Tantangan Menjadi Dokter di Papua

Menurut Sudanto, pada masa itu tidak banyak tenaga dokter yang mau melayani di Papua. Terlebih, sarana dan prasarana kesehatan di Papua masih terbatas, sehingga membuat hanya sedikit dokter yang mau datang ke sana.

Berdasarkan SK yang diterima dari pemerintah, mestinya dr. Sudanto hanya memberikan pelayanan kesehatan di Kecamatan Agats dan sekitarnya.

Namun, karena wilayah Asmat yang terdiri atas 4 kecamatan hanya ada 1 dokter, maka ia harus melayani semua kecamatan tersebut tanpa terkecuali. Di Agats, dr. Sudanto mengepalai sebuah puskesmas yang gedungnya merupakan bekas Rumah Sakit Belanda.

Tantangan lain yang mesti dihadapi dr. Sudanto selama bertugas, adalah sering terlambatnya pasokan obat-obatan ataupun sarana kesehatan lainnya.

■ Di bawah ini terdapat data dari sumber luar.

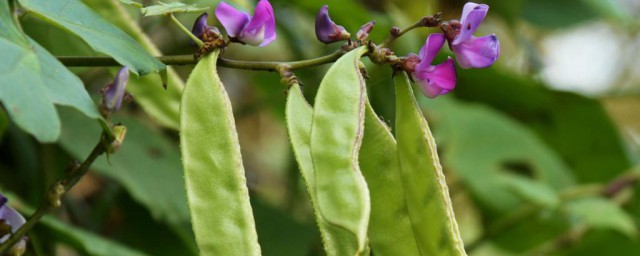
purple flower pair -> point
(470, 51)
(258, 30)
(10, 222)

“Kiriman obat dari pemerintah ataupun lembaga misi selalu terlambat. Pasokan dalam negeri dari pemerintah saja terlambat datang, apalagi dari misi Katolik yang barangnya dikirim dari Amerika dan menempuh perjalanan yang jauh,” kenang dr. Sudanto.

Meski demikian, sebagai dokter yang melayani di pelosok, Sudanto memaklumi bahwa keterbatasan sarana transportasi dan komunikasi di Asmat yang sebagian besar rawa-rawa basah, menyulitkan pengiriman obat-obatan menuju Papua.

“Saya sebagai seorang dokter, tugas saya hanya fokus memeriksa orang sakit saja. Saya tidak berpikir apakah sarana-prasarana mencukupi atau tidak. Dengan berfokus pada pelayanan kita, segala hal bisa dijalani dengan lebih tenang dan mudah tanpa gangguan,” jelasnya.

Sebagai dokter yang sering keluar-masuk perkampungan selama enam tahun pelayanannya di Agats, dr. Sudanto kerap berhadapan dengan berbagai penyakit tropis, dan penyakit masyarakat kecil.

Di antaranya seperti malaria, frambusia (kusta), polio, batuk, TBC, kurang gizi, sampai busung lapar.

“Di Asmat banyak masyarakat menderita kurang gizi, karena memang di sana sulit mendapatkan makanan dengan gizi yang baik. Pertanian juga pada masa itu juga belum berkembang,” katanya.

Rata-rata, penduduk setempat masih menggantungkan hidup dari hasil berburu, menangkap ikan, dan mencari sagu di hutan.

 

Mengabdi Menjadi Pengajar

Selain menjadi dokter, dr. Sudanto juga terus mengabdikan dirinya dengan menjadi tenaga pendidikan, serta mengajar di Fakultas Kesehatan Masyarakat (FKM) Universitas Cenderawasih (Uncen) Jayapura.

Termasuk juga mengajar di program studi Pendidikan Jasmani dan Kesehatan (Penjaskes) FKIP Uncen, serta beberapa perguruan tinggi swasta di Jayapura.

Atas dedikasi dan jasanya, dr. Sudanto menjadi pemenang kategori Pelopor Pemberdayaan Daerah Tertinggal, Terdepan, Terluar (3T) Alumni Awards 2009 dari UGM.

Walau demikian, bagi Sudanto penghargaan dari instansi bukanlah sesuatu yang ia kejar. Menurutnya yang sangat ia impikan, adalah benar-benar menjadi dokter yang baik di tengah-tengah masyarakat.

“Saat saya dinobatkan sebagai dokter, saya sudah berkeinginan hanya ingin menjadi dokter yang baik. Saya tidak berpikir untuk harus mencari banyak uang, tetapi saya hanya berpikir bagaimana masyarakat harus sembuh. Karena dokter harus menolong dan mendedikasikan dirinya untuk masyarakat. Itu saja keinginan saya,” tutup dr. Sudanto.